[英]Treating NaN as 0 when adding and NaN when dividing
I have a sparse dataframe where I need to do some column operations involving adding and weighted averaging.我有一个稀疏的 dataframe ,我需要在其中进行一些涉及添加和加权平均的列操作。
df
A B C D E F
0 NaN NaN NaN 30 15 25
1 15 25 35 NaN NaN NaN
2 NaN NaN NaN 35 10 15
3 10 20 35 NaN NaN NaN
Now I have to create three new columns where one is (A + D)
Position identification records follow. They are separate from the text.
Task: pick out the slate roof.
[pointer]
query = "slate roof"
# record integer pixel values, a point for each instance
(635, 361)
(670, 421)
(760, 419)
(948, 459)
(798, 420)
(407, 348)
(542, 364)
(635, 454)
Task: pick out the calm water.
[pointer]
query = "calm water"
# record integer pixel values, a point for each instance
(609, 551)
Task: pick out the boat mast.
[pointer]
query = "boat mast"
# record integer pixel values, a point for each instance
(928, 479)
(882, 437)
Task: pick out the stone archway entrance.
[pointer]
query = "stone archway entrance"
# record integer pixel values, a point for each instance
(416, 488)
, one is ((A * B) + (D * E)) / (A + D)
, and the last one is ((A * B * C) + (D * E * F)) / ((A * B) + (D * E))
.现在我必须创建三个新列,其中一列是
(A + D)
,一列是((A * B) + (D * E)) / (A + D)
,最后一列是((A * B * C) + (D * E * F)) / ((A * B) + (D * E))
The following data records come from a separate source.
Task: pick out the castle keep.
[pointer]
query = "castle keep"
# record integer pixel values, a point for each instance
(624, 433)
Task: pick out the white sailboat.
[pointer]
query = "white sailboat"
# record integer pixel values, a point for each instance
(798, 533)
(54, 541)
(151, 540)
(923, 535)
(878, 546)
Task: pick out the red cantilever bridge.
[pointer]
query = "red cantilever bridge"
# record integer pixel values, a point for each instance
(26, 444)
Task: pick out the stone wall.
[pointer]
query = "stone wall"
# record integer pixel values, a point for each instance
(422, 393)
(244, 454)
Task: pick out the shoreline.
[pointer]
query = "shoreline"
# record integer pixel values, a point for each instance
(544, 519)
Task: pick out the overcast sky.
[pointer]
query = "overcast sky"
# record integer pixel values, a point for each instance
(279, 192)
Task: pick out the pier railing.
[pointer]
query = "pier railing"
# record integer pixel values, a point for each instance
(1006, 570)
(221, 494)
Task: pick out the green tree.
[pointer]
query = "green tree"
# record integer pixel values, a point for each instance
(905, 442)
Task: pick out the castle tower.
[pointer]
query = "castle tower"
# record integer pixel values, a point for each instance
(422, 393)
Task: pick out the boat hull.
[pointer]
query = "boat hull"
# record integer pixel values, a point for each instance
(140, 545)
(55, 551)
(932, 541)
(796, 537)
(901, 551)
。 The problem I am having is that when I treat NaN as 0 then when I divide I get errors because you cant divide by 0 but when I perform operations with NaN then my result is NaN.我遇到的问题是,当我将 NaN 视为 0 时,我会得到错误,因为你不能除以 0,但是当我使用 NaN 执行操作时,我的结果是 NaN。 I tried just writing a conditional but I get an error because its a column so that doesnt work.
我试着只写一个条件,但我得到一个错误,因为它是一个列,所以它不起作用。 I didnt want to do it a row at a time because speed matter.
我不想一次做一排,因为速度很重要。 Any help would be greatly appreciated.
任何帮助将不胜感激。
I read in your data and used .fillna(0)
to replace NaN
values.我读入了您的数据并使用
.fillna(0)
替换了NaN
值。 Is that an option?这是一个选择吗?
import pandas as pd
df = pd.read_clipboard().fillna(0)
df
A B C D E F
0 0.0 0.0 0.0 30.0 15.0 25.0
1 15.0 25.0 35.0 0.0 0.0 0.0
2 0.0 0.0 0.0 35.0 10.0 15.0
3 10.0 20.0 35.0 0.0 0.0 0.0
Then I simply inputted your formulas:然后我只是输入了你的公式:
df['G'] = (df['A'] + df['D'])
df['H'] = ((df['A'] * df['B']) + (df['D'] * df['E'])) / (df['A'] + df['D'])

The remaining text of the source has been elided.